Currently, allopurinol (trade name, Zyloprim) is the only FDA-approved drug that prevents formation of the uric acid crystals that cause gout. However, side effects -- including potentially fatal reactions -- limit the amount of allopurinol that can be tolerated. Most gout patients do not receive fully effective doses of allopurinol.
In clinical trials sponsored by Takeda, Uloric's manufacturer, an 80-milligram dose of Uloric worked better than allopurinol; a 40-milligram dose worked at least as well as allopurinol.
Unlike allopurinol, very little Uloric is excreted through the urine, making Uloric safe for patients with kidney problems. Gout patients with impaired kidney function have to take very low doses of allopurinol, making the drug even less effective for these patients.
In 2005, the FDA refused to approve Uloric because there were slightly more deaths and heart problems in patients taking the drug than in patients taking allopurinol. As people with gout problems already are at higher risk of heart disease, the FDA issued an "approvable" letter, noting that Uloric could be approved if this safety question were addressed.
Takeda then performed a large new phase 3 clinical trial that enrolled more gout patients than the two previous phase 3 trials combined. The new study found no more deaths and no more heart problems in patients taking Uloric than in patients taking allopurinol.
Based on the safety and efficacy data, the FDA panel recommended by a 12-0 vote that the FDA approve Uloric at both the 40-milligram and 80-milligram doses. Takeda suggests the higher dose is more effective in subjects with more severe gout.

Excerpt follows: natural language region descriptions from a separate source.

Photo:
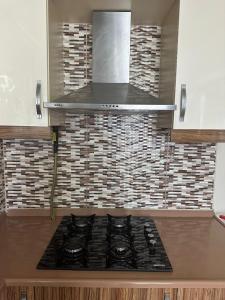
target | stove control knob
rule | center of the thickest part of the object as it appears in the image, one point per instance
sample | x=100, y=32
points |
x=150, y=236
x=148, y=230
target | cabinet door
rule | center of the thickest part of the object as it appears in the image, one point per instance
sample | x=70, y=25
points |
x=23, y=61
x=201, y=64
x=201, y=294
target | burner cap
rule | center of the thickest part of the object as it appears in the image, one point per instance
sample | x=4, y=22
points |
x=81, y=224
x=121, y=250
x=73, y=246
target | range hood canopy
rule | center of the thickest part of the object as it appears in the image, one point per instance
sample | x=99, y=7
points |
x=110, y=88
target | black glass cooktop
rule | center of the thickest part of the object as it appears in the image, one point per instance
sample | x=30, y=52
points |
x=106, y=243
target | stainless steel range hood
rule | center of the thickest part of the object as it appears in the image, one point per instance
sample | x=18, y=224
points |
x=110, y=88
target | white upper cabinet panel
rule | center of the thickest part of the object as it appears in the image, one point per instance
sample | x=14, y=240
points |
x=201, y=64
x=23, y=61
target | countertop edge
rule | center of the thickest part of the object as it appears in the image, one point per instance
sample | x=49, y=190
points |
x=170, y=213
x=107, y=283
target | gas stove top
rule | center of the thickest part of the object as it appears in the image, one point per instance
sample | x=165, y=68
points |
x=107, y=243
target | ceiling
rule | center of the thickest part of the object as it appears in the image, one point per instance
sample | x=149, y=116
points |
x=150, y=12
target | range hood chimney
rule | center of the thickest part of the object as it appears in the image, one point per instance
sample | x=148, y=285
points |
x=110, y=88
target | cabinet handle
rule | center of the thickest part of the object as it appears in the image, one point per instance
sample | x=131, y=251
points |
x=183, y=102
x=23, y=296
x=38, y=100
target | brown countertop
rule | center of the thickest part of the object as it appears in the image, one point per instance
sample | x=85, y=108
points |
x=195, y=246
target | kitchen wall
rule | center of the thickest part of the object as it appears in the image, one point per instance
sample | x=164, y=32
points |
x=108, y=160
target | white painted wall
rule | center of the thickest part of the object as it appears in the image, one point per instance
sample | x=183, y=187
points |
x=219, y=189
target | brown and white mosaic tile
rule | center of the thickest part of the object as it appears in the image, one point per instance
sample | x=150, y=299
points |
x=2, y=194
x=111, y=160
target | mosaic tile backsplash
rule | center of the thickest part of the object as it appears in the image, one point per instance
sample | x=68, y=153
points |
x=2, y=196
x=108, y=160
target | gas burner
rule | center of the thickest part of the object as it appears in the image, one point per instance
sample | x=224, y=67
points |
x=119, y=224
x=106, y=243
x=117, y=239
x=74, y=247
x=121, y=252
x=80, y=225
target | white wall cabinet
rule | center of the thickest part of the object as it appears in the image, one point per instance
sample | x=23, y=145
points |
x=197, y=60
x=23, y=61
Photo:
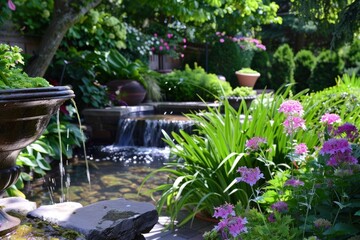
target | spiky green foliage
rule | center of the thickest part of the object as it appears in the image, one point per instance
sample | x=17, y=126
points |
x=206, y=161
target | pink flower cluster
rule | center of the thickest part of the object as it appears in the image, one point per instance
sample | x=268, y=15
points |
x=291, y=108
x=254, y=144
x=330, y=118
x=301, y=149
x=168, y=44
x=246, y=43
x=294, y=182
x=229, y=224
x=11, y=5
x=293, y=111
x=249, y=175
x=350, y=131
x=280, y=207
x=340, y=152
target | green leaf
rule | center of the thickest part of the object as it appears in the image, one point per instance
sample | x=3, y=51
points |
x=25, y=176
x=43, y=164
x=37, y=147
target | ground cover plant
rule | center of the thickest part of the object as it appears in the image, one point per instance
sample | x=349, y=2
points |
x=205, y=174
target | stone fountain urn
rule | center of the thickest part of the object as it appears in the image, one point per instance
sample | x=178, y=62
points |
x=24, y=114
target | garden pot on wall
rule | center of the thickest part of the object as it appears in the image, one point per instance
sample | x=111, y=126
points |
x=24, y=114
x=247, y=79
x=126, y=92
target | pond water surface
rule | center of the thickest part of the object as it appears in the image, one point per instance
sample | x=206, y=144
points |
x=115, y=172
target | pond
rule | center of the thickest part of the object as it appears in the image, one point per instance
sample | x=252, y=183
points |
x=115, y=172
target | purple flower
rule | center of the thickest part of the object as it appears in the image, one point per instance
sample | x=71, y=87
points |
x=293, y=123
x=341, y=157
x=281, y=207
x=261, y=46
x=222, y=225
x=322, y=223
x=11, y=5
x=292, y=107
x=330, y=118
x=249, y=175
x=224, y=211
x=294, y=182
x=349, y=129
x=237, y=226
x=253, y=144
x=339, y=151
x=335, y=145
x=301, y=149
x=271, y=217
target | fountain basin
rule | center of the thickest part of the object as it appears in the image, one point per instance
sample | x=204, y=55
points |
x=24, y=114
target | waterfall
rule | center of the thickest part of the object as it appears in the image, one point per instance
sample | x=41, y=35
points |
x=146, y=131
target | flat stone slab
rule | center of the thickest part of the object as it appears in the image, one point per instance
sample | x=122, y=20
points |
x=17, y=205
x=113, y=219
x=56, y=213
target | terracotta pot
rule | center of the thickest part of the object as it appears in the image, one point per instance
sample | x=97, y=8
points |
x=24, y=115
x=130, y=92
x=247, y=79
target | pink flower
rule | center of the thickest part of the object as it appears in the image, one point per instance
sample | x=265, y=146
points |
x=237, y=226
x=339, y=151
x=253, y=144
x=334, y=145
x=350, y=130
x=261, y=46
x=271, y=217
x=294, y=182
x=301, y=149
x=281, y=207
x=293, y=123
x=11, y=5
x=292, y=107
x=330, y=118
x=249, y=175
x=224, y=211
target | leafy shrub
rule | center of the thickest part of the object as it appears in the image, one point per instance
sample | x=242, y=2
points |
x=328, y=67
x=352, y=58
x=226, y=58
x=207, y=159
x=304, y=64
x=242, y=92
x=282, y=66
x=191, y=85
x=342, y=99
x=261, y=62
x=97, y=30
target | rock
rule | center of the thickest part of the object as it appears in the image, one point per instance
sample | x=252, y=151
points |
x=111, y=220
x=56, y=213
x=17, y=205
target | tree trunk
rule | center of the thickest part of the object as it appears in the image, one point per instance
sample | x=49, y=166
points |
x=65, y=15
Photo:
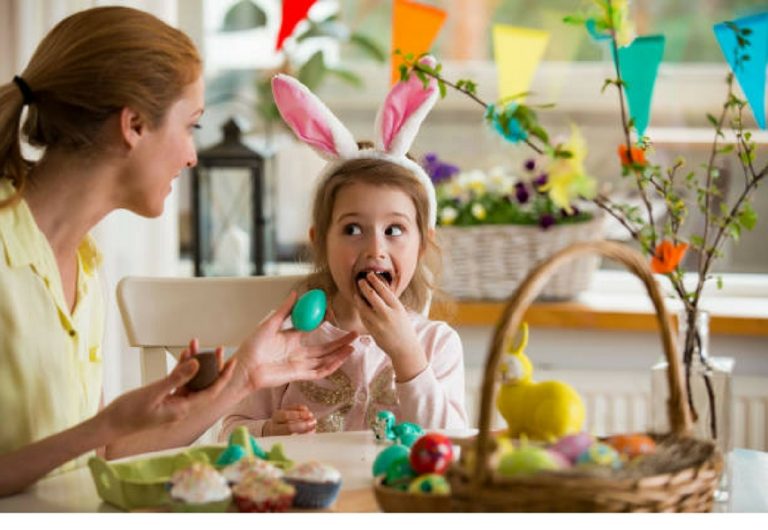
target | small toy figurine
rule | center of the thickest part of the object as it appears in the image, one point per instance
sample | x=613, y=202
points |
x=386, y=430
x=541, y=411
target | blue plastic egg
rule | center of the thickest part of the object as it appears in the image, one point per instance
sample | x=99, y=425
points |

Takeda has offered to continue studying Uloric after FDA approval. A phase 4 clinical trial would compare Uloric to allopurinol for the reduction of gout flare-ups.
And because drugs with the same mechanism of action as Uloric and allopurinol may affect theophylline bronchodilators, Takeda has agreed to conduct a postmarketing phase 1 study of Uloric's interactions with theophylline.
Gout occurs when blood levels of uric acid rise. At blood levels above 7 mg/dL -- and above 6 mg/dL in the extremities -- crystals can form that lodge in the joints and other body tissues. These crystal deposits provoke an immune response that results in extremely painful swelling and in inflammatory arthritis that can permanently destroy the joints.
(For more on the causes, symptoms, and treatment of gout, see WebMD's Gout Pictures Slideshow.)
About 1.4% of men and 0.6% of women have gout. But prevalence rises with age. After age 80, about 9% of men and 6% of women develop gout.
The body converts a chemical called xanthine into uric acid via an enzyme called xanthine oxidase or XO. Allopurinol and Uloric each inhibit XO and prevent the formation of uric acid.
Allopurinol is approved in doses up to 800 milligrams. However, it's rarely dosed above 300 milligrams per day and is often ineffective. Allopurinol side effects include upset stomach, headache, diarrhea, and rash. Although rare, allopurinol hypersensitivity syndrome can develop. It's fatal 20% to 30% of the time.
The most common side effects seen in patients taking Uloric during clinical trials were upper respiratory tract infections, muscle and connective-tissue symptoms, and diarrhea. The drug was well tolerated, and these side effects did not increase over long-term use.